I wiped my snickerdoodle cookie crumbs off my uniform skirt and
onto the gray cafeteria floor.
“I swear, you have absolutely no sense of humor,” Lisa replied, obviously disappointed that her stand-up career was coming to such a sudden halt. “So, what were we talking about?”
“We were discussing why Tim is cuddled up next to Alyssa when he’s supposedly dating Cassie Foster,” I said, giving an involuntary shudder as Cassie’s name crossed my lips.
Cassie Foster was every average high school girl’s worst nightmare. She was stunning, vicious, and vengeful—a lethal combination which made every guy want her and every girl fear her.
“Why do you even care who Tim is sitting next to?” Lisa asked as she put the lid back onto her Tupperware bowl. “I thought you were one hundred percent over him.”
“I am over him.” I wadded up my napkin and threw it onto my tray. “I was just making an observation. Excuse me for being curious.”
“Curiosity killed the cat,” Lisa said as the ending bell rang.
I glanced over at Tim as Alyssa playfully hit him on the arm.
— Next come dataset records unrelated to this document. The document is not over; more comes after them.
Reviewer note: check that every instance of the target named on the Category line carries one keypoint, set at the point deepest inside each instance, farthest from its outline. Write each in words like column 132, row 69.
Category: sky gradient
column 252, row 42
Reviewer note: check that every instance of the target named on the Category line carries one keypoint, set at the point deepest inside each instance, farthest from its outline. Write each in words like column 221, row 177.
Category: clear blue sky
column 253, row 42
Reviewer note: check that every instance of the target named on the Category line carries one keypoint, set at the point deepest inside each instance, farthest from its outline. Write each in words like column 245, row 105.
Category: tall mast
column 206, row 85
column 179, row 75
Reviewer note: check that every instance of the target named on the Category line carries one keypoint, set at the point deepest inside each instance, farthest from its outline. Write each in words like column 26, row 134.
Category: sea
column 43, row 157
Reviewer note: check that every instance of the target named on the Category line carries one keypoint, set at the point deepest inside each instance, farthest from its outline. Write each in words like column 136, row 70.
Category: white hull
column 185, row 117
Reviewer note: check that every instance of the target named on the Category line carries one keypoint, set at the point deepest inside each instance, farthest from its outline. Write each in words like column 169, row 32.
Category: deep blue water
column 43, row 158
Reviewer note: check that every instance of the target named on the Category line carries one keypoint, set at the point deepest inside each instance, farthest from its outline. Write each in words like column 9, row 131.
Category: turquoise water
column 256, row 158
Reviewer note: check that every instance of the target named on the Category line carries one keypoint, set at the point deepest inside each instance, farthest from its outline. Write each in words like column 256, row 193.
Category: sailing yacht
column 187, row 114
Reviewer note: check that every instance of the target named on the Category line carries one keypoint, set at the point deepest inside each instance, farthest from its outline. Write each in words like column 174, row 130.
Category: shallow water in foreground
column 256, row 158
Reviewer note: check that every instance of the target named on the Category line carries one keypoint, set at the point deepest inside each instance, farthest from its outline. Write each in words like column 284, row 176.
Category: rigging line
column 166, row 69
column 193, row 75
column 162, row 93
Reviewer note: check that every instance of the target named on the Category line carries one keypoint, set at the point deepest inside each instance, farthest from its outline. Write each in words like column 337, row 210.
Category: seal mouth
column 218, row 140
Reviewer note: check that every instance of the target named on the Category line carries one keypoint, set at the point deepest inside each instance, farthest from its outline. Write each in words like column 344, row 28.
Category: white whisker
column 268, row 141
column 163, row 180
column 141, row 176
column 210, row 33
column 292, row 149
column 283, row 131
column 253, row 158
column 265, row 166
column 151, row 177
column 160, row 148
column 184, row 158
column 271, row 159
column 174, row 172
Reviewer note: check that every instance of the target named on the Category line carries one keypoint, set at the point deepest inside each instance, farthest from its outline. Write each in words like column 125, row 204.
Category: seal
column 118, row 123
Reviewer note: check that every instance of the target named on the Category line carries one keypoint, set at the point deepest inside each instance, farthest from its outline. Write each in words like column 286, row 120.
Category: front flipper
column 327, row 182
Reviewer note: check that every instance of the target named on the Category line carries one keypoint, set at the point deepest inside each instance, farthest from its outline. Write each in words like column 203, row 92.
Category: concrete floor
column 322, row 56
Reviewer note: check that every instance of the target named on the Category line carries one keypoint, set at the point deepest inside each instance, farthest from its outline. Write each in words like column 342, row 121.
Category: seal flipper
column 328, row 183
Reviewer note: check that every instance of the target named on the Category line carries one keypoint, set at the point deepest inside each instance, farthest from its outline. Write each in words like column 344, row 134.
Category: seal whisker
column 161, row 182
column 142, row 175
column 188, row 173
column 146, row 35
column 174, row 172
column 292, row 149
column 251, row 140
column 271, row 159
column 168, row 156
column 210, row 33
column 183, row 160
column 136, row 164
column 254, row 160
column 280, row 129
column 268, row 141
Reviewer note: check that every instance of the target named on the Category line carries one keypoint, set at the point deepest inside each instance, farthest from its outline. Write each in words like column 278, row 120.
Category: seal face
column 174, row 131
Lisa was right. It was none of my business who Tim was sitting next to during lunch. I was through with Tim and all of his games. It was time for me to move on. After all, a cat may have nine lives, but I had only one. And I wasn’t going to let Tim Radford ruin it for me.
Chapter
Two“Hey, Preppy. How’s the convent treating you?”
“It’s not a convent. It’s a Catholic school,” I replied to Zoë, who was sprawled out on my living room couch. “And how did you get in my house?”
“Your brother let us in before he took off to play baseball, badminton, basketball, or some other sport that starts with B. I wasn’t really listening,” Zoë said, plopping her black military boots onto the coffee table. “Those nuns sure do keep you late. Eric and I were out of school, like, an hour ago.”
My focus shifted to Eric, the cute blonde guy sitting in the chair beside Zoë. Even after two months, I still couldn’t get over the fact that Zoë and Eric were cousins. I’d worked with them both over the summer at Little Tykes Theatre, and they were as different from each other as two relatives could possibly be. Eric was tall, blonde, and sweet. Zoë was Goth, pierced, and cynical.
I blushed as Eric’s eyes met mine. “Hi, Eric.”
“Hi, Mia,” Eric replied with a shy smile.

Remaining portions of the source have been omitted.